Ladies, gather around. We’re on to some Rwandan tea today – and not just the kind you sip in the cool evenings of Kigali. Today, we’re diving deep into relationships, distinguishing the green ones from the dry grass.
Did I ever tell you about my ex, Mr. X? A guy who thought “intimacy” meant not seeing other people but had no issue visiting his female ‘Best friends’ and spending the night without asking or even informing? I didn’t? Well now you know him.
I have found out that some relationships are like Karongi Roads, bumpy, curvy, and with a lot of red signs. Through the laughs and facepalms, I’ve gathered some wisdom to differentiate healthy relationships from those not-so-great ones.
Sign 1: Best friends and boundaries
In a healthy relationship, boundaries are clearer than Lake Kivu on a sunny day. If your boo respects your personal boundaries – be it emotional, physical, or even your nonnegotiables, you’ve probably got a keeper.
On the other hand, if every day feels like you’re navigating through the tricky roads of Muhanga to Karongi, it might be time to reconsider. If you always have to remind them that you do not feel comfortable with something over and over again, such as having intimacy…my friend pack your bags and go.

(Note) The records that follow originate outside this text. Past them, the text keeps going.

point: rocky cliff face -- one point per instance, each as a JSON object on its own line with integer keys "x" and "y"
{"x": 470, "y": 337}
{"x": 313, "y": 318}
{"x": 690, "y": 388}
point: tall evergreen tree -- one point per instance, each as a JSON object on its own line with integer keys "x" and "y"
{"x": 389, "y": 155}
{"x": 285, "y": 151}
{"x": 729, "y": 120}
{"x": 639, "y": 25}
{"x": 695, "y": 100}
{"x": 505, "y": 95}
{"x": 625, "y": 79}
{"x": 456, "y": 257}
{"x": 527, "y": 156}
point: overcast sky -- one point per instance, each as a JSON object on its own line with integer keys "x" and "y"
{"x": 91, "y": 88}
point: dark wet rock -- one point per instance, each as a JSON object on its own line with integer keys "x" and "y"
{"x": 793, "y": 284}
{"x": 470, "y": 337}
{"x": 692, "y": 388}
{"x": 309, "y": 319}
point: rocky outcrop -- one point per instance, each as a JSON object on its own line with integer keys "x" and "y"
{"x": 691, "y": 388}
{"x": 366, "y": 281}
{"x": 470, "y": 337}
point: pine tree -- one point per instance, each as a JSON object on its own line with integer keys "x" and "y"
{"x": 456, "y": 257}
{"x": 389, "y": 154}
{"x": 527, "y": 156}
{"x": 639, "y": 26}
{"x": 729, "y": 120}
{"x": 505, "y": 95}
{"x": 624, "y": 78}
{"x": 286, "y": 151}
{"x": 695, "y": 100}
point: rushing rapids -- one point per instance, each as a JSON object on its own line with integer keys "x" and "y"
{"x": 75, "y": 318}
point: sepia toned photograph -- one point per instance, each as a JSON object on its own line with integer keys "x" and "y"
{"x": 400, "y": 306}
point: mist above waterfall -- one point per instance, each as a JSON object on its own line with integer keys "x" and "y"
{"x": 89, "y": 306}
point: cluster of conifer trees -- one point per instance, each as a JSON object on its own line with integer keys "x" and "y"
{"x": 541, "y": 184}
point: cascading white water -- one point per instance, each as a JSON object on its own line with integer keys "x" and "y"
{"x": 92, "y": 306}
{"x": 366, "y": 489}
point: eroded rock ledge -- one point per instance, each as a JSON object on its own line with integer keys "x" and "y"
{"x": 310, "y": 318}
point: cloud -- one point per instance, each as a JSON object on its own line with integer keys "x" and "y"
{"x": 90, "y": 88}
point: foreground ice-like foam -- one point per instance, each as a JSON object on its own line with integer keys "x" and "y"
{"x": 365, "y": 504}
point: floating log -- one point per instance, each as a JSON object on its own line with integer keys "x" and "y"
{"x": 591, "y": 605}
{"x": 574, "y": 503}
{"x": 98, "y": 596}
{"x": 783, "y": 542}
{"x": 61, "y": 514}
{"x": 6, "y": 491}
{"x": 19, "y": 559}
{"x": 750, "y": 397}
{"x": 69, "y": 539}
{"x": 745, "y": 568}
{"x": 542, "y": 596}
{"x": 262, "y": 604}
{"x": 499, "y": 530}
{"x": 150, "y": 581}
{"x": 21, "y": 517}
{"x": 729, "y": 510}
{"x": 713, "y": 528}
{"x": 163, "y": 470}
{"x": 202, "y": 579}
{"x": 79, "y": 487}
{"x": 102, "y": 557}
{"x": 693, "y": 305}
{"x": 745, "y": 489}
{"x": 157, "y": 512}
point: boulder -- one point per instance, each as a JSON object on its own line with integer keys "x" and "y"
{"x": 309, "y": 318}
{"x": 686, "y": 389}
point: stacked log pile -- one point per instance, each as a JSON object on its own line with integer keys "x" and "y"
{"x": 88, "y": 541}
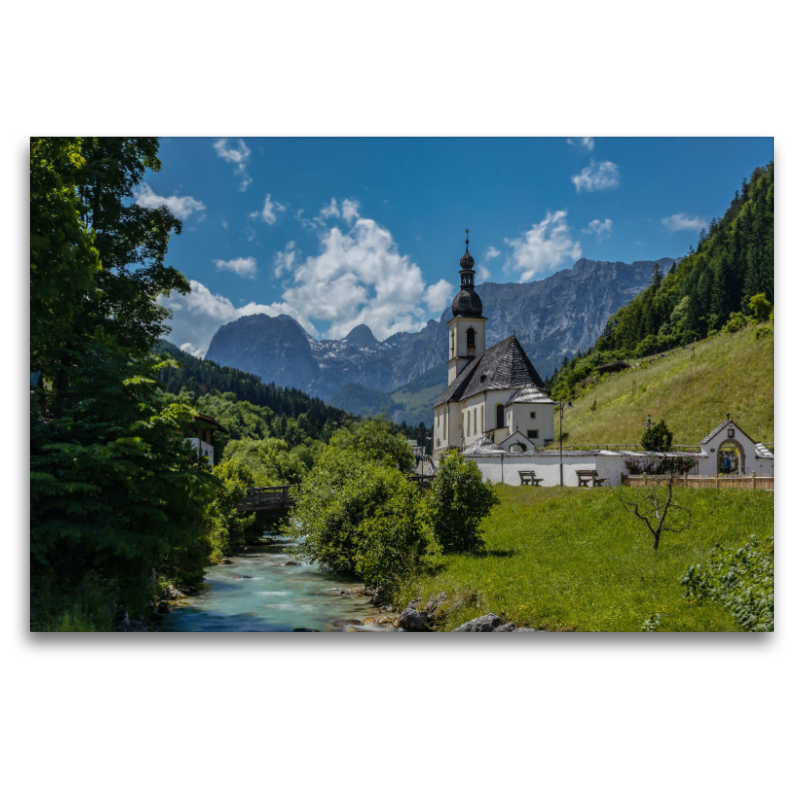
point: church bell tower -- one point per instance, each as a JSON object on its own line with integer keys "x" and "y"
{"x": 467, "y": 334}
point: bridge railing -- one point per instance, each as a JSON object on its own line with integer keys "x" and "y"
{"x": 268, "y": 497}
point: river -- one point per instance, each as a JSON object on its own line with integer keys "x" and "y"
{"x": 260, "y": 591}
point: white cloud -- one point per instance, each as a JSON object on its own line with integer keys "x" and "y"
{"x": 181, "y": 207}
{"x": 238, "y": 156}
{"x": 331, "y": 210}
{"x": 350, "y": 210}
{"x": 683, "y": 222}
{"x": 584, "y": 141}
{"x": 243, "y": 267}
{"x": 358, "y": 276}
{"x": 596, "y": 177}
{"x": 601, "y": 229}
{"x": 268, "y": 212}
{"x": 544, "y": 247}
{"x": 196, "y": 317}
{"x": 284, "y": 260}
{"x": 438, "y": 295}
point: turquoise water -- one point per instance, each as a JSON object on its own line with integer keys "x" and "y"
{"x": 259, "y": 592}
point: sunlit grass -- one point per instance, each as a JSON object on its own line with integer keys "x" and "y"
{"x": 691, "y": 390}
{"x": 574, "y": 559}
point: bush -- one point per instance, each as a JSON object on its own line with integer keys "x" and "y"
{"x": 742, "y": 580}
{"x": 657, "y": 438}
{"x": 456, "y": 504}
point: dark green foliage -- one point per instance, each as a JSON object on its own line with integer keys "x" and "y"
{"x": 741, "y": 579}
{"x": 359, "y": 514}
{"x": 115, "y": 492}
{"x": 657, "y": 438}
{"x": 456, "y": 504}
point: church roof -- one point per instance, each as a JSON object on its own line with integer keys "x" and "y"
{"x": 504, "y": 366}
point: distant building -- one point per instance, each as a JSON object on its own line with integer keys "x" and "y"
{"x": 494, "y": 393}
{"x": 203, "y": 440}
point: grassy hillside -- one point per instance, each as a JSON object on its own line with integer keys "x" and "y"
{"x": 574, "y": 559}
{"x": 691, "y": 389}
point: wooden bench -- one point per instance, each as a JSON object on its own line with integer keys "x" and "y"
{"x": 528, "y": 478}
{"x": 589, "y": 477}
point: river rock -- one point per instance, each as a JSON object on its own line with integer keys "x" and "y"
{"x": 414, "y": 620}
{"x": 488, "y": 623}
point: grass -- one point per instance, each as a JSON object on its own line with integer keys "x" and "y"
{"x": 691, "y": 390}
{"x": 574, "y": 559}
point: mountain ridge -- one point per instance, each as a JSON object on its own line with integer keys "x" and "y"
{"x": 554, "y": 318}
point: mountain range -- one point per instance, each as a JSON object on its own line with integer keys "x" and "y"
{"x": 553, "y": 317}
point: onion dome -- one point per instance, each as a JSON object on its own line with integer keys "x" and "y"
{"x": 467, "y": 303}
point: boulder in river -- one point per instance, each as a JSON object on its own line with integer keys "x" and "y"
{"x": 488, "y": 623}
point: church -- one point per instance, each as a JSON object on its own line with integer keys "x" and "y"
{"x": 493, "y": 394}
{"x": 496, "y": 411}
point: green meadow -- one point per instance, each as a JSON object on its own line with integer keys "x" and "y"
{"x": 565, "y": 559}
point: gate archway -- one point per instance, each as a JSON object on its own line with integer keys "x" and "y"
{"x": 730, "y": 458}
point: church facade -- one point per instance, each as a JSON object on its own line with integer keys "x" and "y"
{"x": 494, "y": 394}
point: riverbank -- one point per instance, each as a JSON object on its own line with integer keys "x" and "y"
{"x": 565, "y": 559}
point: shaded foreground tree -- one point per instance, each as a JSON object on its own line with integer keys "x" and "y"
{"x": 456, "y": 504}
{"x": 115, "y": 492}
{"x": 652, "y": 505}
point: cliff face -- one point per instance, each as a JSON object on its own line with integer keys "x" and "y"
{"x": 552, "y": 318}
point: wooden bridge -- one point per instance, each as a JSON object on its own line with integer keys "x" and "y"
{"x": 267, "y": 498}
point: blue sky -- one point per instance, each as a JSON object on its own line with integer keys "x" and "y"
{"x": 343, "y": 231}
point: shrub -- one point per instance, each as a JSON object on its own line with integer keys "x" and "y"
{"x": 657, "y": 438}
{"x": 742, "y": 580}
{"x": 456, "y": 504}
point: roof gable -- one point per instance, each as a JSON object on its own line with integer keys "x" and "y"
{"x": 503, "y": 366}
{"x": 725, "y": 424}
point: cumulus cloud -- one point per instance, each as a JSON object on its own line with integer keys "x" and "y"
{"x": 243, "y": 267}
{"x": 438, "y": 295}
{"x": 358, "y": 276}
{"x": 601, "y": 229}
{"x": 268, "y": 212}
{"x": 197, "y": 316}
{"x": 544, "y": 247}
{"x": 181, "y": 207}
{"x": 238, "y": 156}
{"x": 583, "y": 141}
{"x": 683, "y": 222}
{"x": 596, "y": 177}
{"x": 284, "y": 259}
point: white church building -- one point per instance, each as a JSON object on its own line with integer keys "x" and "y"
{"x": 496, "y": 411}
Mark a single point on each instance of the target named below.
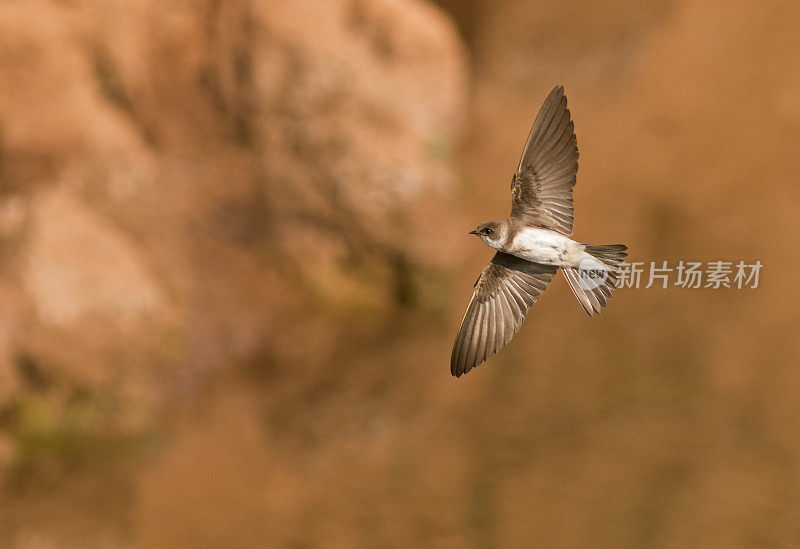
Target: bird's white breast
(546, 246)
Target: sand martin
(533, 243)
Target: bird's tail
(595, 277)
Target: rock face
(176, 180)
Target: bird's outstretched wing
(507, 287)
(541, 190)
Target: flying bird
(533, 243)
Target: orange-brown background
(233, 257)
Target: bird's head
(491, 232)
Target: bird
(533, 243)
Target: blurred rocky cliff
(186, 186)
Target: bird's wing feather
(541, 190)
(507, 287)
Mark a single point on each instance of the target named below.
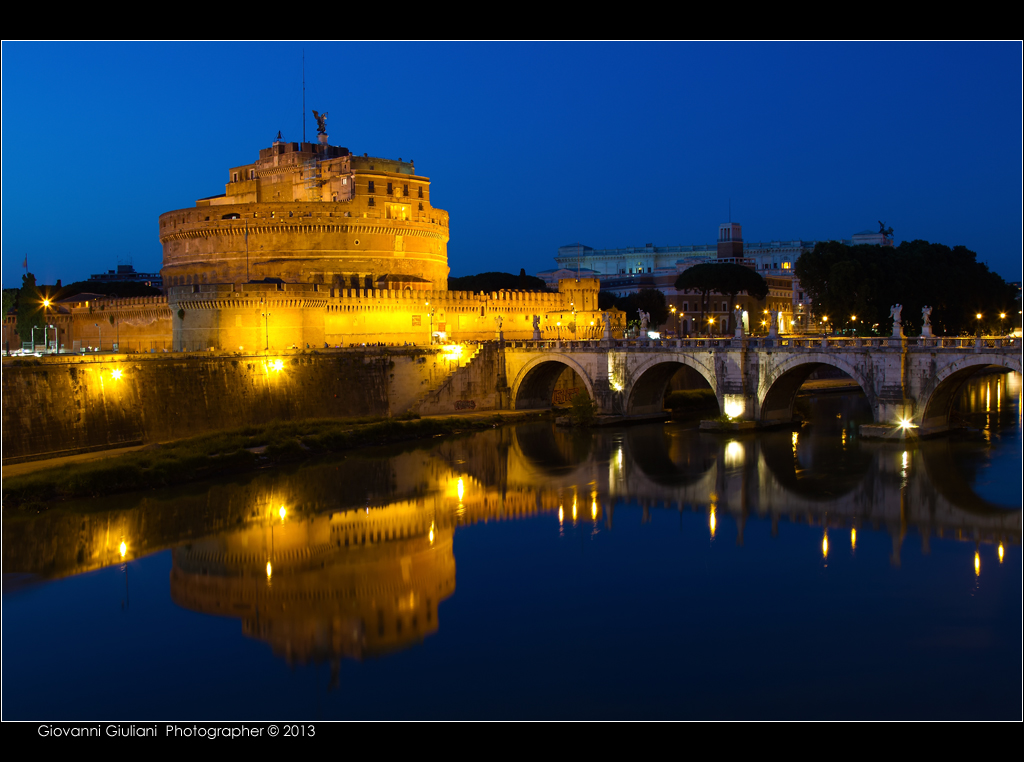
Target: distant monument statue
(321, 122)
(894, 312)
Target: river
(531, 572)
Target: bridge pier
(757, 379)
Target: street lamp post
(430, 315)
(266, 325)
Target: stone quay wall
(62, 405)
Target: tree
(649, 300)
(30, 308)
(865, 281)
(723, 278)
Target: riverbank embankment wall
(64, 405)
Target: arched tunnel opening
(676, 387)
(981, 390)
(551, 384)
(808, 391)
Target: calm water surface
(650, 572)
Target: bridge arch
(777, 388)
(650, 378)
(939, 397)
(535, 382)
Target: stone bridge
(757, 379)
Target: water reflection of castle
(323, 587)
(352, 558)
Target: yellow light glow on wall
(733, 454)
(734, 406)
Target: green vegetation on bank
(488, 282)
(220, 454)
(866, 281)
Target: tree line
(865, 281)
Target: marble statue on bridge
(894, 312)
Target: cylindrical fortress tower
(311, 213)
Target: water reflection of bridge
(352, 557)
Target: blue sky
(528, 146)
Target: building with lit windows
(625, 271)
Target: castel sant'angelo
(311, 245)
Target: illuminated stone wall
(72, 404)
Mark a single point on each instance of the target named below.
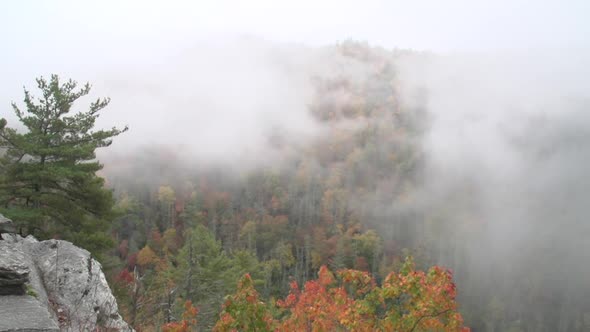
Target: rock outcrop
(53, 286)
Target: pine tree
(48, 178)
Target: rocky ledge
(53, 286)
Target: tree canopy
(48, 178)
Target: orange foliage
(188, 320)
(407, 301)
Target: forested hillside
(348, 187)
(353, 196)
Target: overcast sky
(73, 37)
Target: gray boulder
(66, 289)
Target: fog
(507, 137)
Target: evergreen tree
(48, 178)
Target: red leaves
(125, 277)
(407, 301)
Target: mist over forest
(286, 156)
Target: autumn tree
(351, 300)
(49, 179)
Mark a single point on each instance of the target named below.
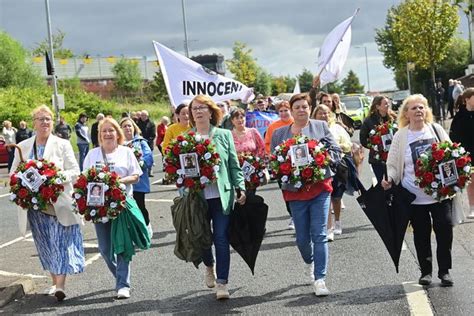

Sign 2: The thousand hills – and just as many stories
You know those couples who are like open books to each other? They share tales from the time they tried the famous Inka house steak or the Fazenda horse riding to eating brochette and capati on a hectic night in Nyamirambo.
That’s golden. In contrast, if your partner is as secretive as our Rwandan families, if he is always trying to hide the fact that you are a couple—you might be in for a spicy surprise.
Sign 3: The Agaciro factor
Our Rwandan concept of Agaciro, or self-worth, extends beyond economics. In a glowing relationship, you feel cherished and valued, unlike that second-hand imishanana gathering dust in the corner or the boda boda you wear at home.
If you do not feel cherished then that’s because you are not.
Sign 4: You are dancing Jazz, he is dancing amapiano
A strong relationship is like dancing to that infectious Intore beat. You’re in sync, even if one of you occasionally steps on the other’s foot.
An unhealthy one? It’s more like one’s grooving to amapiano while the other is lost in some slow jazz. There is no rhythm, just chaos.
Sign 5: Mama knows best
Ever introduced your guy to your Mama and she gave you that knowing look? Trust her instincts.
I once liked this guy, I won’t say his name. Tall, handsome, seemed perfect. But when Mama saw him, her only comment was, “Isimbi, the chicken is cute, but is it wise?” Took me a while, but I finally got it. I hope you did too.
Sign 6: It’s giving NGO meetings
In the same spirit of our traditional courts, a healthy relationship faces challenges with openness and dialogue. If you’re having more closed-door meetings than a secretive NGO, chances are, it’s not so rosy.
If your partner can’t open up and be sincere and honest with you, chances are he is a Rwandan man proposing to another lady.
To wrap it up, my beautiful Rwandan queens, relationships are as diverse as our hills. Some are worth climbing and conquering, while others are best admired from a distance. After all, why settle for an umushanana that doesn’t quite fit when the tailor can always adjust it, or better yet when there’s another one that’s just right?
As the Government is working on rebuilding the main road in Karongi to ease transportation let’s all work on our relationships to make them healthier.